Tom Swift and His Electric Runabout (Or, The Speediest Car on the Road)
Long story short, we were rummaging around the bookshelves over the holiday and were re-acquainted with the venerable Tom Swift series. If you say you remember that from your childhood, you’re not talking about when they were new – the books were published in 1910. More likely, like us, you remember then from your grandfather’s bookshelf, possibly treasured volumes from when he was a child.

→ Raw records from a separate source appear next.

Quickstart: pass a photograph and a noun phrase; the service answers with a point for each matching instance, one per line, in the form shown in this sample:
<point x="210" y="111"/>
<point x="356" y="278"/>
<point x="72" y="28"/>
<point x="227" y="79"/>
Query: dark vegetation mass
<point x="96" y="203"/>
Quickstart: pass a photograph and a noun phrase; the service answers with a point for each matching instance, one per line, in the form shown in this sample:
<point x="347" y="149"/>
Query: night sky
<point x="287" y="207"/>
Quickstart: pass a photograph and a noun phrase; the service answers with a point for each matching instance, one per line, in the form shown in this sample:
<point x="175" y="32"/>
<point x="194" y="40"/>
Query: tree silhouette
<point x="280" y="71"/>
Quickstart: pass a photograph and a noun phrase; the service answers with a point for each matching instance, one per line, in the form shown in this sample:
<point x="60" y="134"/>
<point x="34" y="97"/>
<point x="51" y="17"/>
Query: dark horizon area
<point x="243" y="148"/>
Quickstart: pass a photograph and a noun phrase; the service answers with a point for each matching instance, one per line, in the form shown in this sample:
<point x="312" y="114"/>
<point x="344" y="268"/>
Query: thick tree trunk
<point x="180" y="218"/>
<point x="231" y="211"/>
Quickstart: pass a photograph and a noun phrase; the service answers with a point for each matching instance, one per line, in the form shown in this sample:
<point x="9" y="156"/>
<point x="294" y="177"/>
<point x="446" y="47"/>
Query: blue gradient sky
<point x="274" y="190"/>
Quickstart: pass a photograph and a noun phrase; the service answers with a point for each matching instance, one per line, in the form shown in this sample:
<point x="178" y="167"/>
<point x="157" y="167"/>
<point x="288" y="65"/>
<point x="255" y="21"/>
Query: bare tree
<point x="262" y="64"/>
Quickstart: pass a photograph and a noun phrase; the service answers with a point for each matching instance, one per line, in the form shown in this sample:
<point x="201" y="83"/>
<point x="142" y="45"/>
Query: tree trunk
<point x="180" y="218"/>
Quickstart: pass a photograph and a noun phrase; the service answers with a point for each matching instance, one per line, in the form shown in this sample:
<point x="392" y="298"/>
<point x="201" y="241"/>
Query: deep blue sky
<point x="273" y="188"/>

In any case, these stories of a Mr. Tom Swift, teenage inventor, (explorer and adventurer, as well), with his well-appointed shop and his ever-supportive father, not to mention rivals, spies and thieves, afford a unique glimpse into what was considered ordinary, as well as extraordinary life of the times. Enter, the electric automobile.

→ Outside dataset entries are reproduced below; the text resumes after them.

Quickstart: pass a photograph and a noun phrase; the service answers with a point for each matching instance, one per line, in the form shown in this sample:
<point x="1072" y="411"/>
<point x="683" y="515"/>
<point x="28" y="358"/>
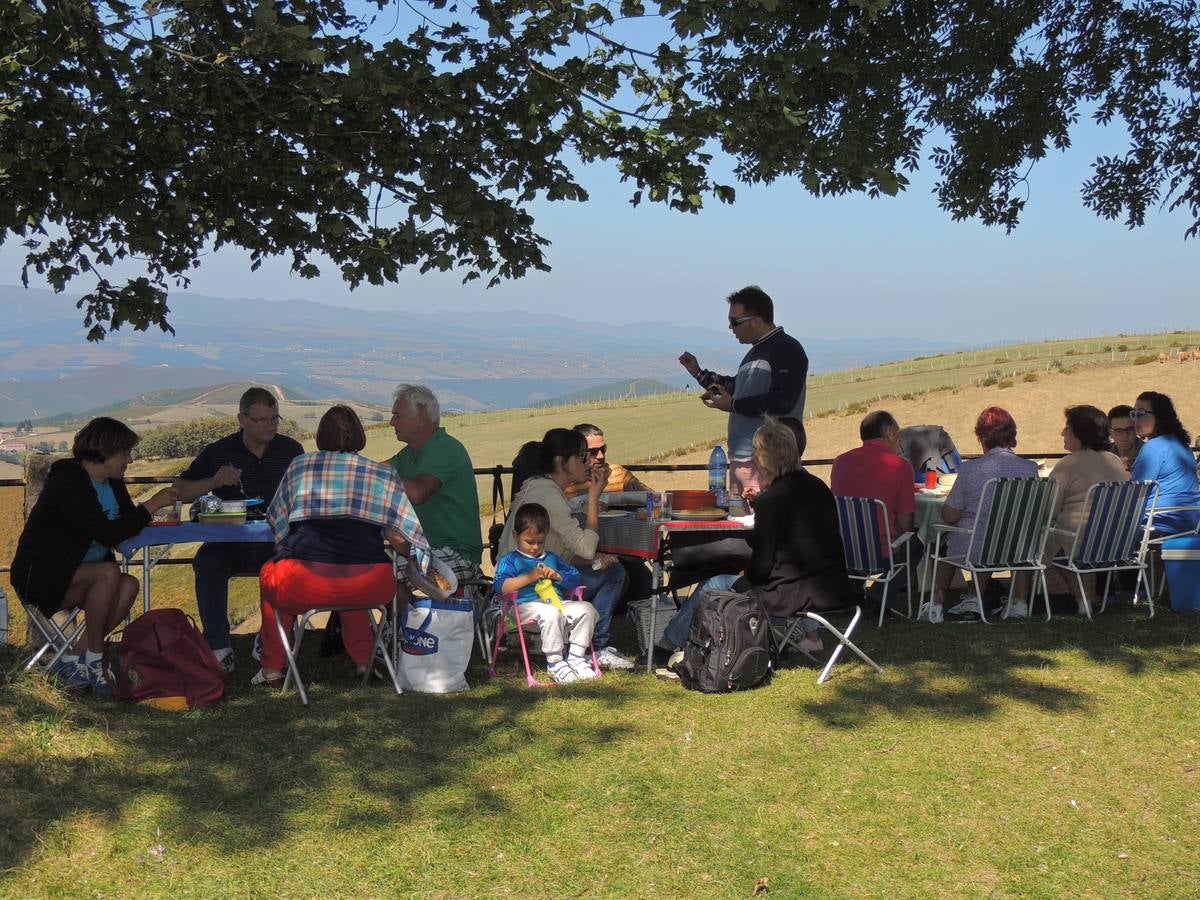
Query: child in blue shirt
<point x="543" y="583"/>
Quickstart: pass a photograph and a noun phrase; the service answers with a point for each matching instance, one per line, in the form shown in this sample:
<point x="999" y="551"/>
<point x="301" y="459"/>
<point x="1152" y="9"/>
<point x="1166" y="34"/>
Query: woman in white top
<point x="540" y="474"/>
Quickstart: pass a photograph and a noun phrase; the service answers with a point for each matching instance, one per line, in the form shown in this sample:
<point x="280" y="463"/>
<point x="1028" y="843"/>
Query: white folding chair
<point x="1111" y="538"/>
<point x="1008" y="534"/>
<point x="292" y="651"/>
<point x="787" y="634"/>
<point x="55" y="637"/>
<point x="864" y="521"/>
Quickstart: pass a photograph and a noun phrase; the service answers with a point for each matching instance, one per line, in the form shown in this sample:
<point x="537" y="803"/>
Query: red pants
<point x="293" y="587"/>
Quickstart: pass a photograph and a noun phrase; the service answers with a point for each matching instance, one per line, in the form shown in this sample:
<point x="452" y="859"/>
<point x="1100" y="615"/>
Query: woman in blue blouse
<point x="1167" y="460"/>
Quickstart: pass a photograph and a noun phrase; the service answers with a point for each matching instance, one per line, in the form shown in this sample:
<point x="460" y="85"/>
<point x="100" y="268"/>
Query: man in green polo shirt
<point x="438" y="478"/>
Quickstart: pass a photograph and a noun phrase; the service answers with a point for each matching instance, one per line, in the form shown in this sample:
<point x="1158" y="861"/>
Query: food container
<point x="691" y="499"/>
<point x="436" y="588"/>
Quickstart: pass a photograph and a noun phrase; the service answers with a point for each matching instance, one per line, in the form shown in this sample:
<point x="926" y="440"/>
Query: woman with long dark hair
<point x="331" y="515"/>
<point x="541" y="472"/>
<point x="65" y="553"/>
<point x="1167" y="460"/>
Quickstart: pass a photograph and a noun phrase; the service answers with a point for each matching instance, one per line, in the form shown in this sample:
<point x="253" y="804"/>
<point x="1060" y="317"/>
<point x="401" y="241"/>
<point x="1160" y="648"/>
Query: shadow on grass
<point x="259" y="767"/>
<point x="970" y="671"/>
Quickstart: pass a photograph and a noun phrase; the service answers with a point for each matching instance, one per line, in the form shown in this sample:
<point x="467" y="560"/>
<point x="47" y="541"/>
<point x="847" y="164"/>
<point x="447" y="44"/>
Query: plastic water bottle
<point x="718" y="471"/>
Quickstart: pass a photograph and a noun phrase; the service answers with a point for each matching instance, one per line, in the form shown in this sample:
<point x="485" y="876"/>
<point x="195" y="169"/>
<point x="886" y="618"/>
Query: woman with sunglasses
<point x="1165" y="459"/>
<point x="541" y="473"/>
<point x="1123" y="437"/>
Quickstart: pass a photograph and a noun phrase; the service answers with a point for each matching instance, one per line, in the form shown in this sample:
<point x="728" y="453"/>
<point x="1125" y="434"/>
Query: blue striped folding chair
<point x="870" y="552"/>
<point x="1111" y="538"/>
<point x="1008" y="535"/>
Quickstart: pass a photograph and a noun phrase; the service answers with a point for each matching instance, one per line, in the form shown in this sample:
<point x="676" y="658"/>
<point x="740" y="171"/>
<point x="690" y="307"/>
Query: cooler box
<point x="1181" y="561"/>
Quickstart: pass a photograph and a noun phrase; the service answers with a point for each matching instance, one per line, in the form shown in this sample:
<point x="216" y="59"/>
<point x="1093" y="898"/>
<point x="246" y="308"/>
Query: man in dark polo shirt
<point x="247" y="463"/>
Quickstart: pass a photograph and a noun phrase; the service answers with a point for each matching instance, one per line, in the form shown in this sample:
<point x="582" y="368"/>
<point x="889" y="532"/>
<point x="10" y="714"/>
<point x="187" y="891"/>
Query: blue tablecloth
<point x="197" y="533"/>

Responding to a competition to design, build and race an electric car in an endurance contest put on by The Touring Club of America:
“Then how are you going to take part in the prize contest? Besides, electric cars, as far as I know, aren’t specially speedy.” (Tom’s father)

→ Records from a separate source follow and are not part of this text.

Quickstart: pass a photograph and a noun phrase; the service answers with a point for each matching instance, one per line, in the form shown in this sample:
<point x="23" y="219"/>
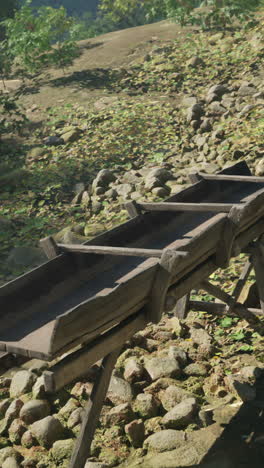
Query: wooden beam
<point x="165" y="270"/>
<point x="75" y="365"/>
<point x="108" y="250"/>
<point x="183" y="306"/>
<point x="50" y="247"/>
<point x="92" y="411"/>
<point x="230" y="178"/>
<point x="194" y="207"/>
<point x="132" y="208"/>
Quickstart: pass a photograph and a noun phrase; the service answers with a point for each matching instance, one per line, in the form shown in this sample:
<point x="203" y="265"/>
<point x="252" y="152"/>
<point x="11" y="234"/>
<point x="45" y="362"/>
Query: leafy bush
<point x="12" y="116"/>
<point x="36" y="40"/>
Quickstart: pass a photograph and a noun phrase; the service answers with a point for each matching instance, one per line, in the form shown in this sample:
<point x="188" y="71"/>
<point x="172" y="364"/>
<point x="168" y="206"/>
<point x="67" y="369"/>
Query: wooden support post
<point x="182" y="307"/>
<point x="193" y="207"/>
<point x="93" y="410"/>
<point x="50" y="247"/>
<point x="169" y="261"/>
<point x="235" y="307"/>
<point x="229" y="178"/>
<point x="258" y="263"/>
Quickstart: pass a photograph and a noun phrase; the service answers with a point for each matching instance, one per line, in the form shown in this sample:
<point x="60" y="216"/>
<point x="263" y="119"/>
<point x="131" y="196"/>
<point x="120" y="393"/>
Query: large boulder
<point x="47" y="431"/>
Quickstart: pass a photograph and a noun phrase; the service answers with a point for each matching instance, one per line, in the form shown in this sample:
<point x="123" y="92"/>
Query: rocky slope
<point x="195" y="103"/>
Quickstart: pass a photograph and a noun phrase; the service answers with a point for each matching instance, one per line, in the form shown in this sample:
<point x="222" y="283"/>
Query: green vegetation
<point x="37" y="40"/>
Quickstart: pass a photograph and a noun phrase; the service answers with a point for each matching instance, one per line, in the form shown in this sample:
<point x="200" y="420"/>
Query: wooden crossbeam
<point x="93" y="410"/>
<point x="103" y="250"/>
<point x="231" y="178"/>
<point x="195" y="207"/>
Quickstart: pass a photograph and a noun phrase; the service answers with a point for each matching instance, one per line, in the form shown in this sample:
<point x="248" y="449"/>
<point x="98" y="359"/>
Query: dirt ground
<point x="112" y="50"/>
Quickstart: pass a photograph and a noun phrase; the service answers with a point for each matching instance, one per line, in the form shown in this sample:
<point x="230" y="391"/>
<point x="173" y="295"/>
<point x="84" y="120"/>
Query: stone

“I know it, and one reason why this club has arranged the contest is to improve the quality of electric automobiles. I’m going to build an electric runabout, dad…”
Sound familiar? No, not the part about the boy arguing with his father, the part about electric cars and speed? Efforts to improve the technology of EVs? There’s more that will ring a familiar bell to any EV enthusiast throughout the book:
“Where is your new battery, Tom?” (Mr. Damon)
“Out in my shop, running yet if it hasn’t been frightened by the airship smash,” replied the lad, somewhat proudly. “It’s an oxide of nickel battery, with steel and oxide of iron negative electrodes.”
“What solution do you use, Tom?” asked Mr. Swift. “I didn’t get that far in questioning you before the crash came,” he added.
“Well I have, in the experimental battery, a solution of potassium hydrate,” replied the lad, “but I think I’m going to change it, and add some lithium hydrate to it. I think that will make it stronger.”
Lithium-potassium batteries? Nickle Oxide? What? May we remind you, this is a children’s book, and it was written by a children’s author in 1910? How about this passage?
…kind of puts the history of the electric car into perspective, doesn’t it? We always consider anything but a lead-acid battery to be a product of at least the late years of the 20th century, if not the 21st. Hardly did we consider nickel, lithium and potassium being compounds being tossed around as far back as the turn of the last century. …as well as make us wonder where we’d be today if inventors like our boy Tom had kept pushing the envelope of battery chemistry back in 1910. Rather than how it went.
You can enjoy the full text of this book on the Project Gutenburg site: Title: Tom Swift and his Electric Runabout or, The Speediest Car on the Road – Author: Victor Appleton, or, as we did, leaf through the yellowed pages of the original volume – not a lot of money, found on auction sites, and well worth curling up with on a cold winter evening. …to think about what was, in EV history, and what could have been.
We won’t spoil it by telling you if he won the race. But yes. He gets the girl.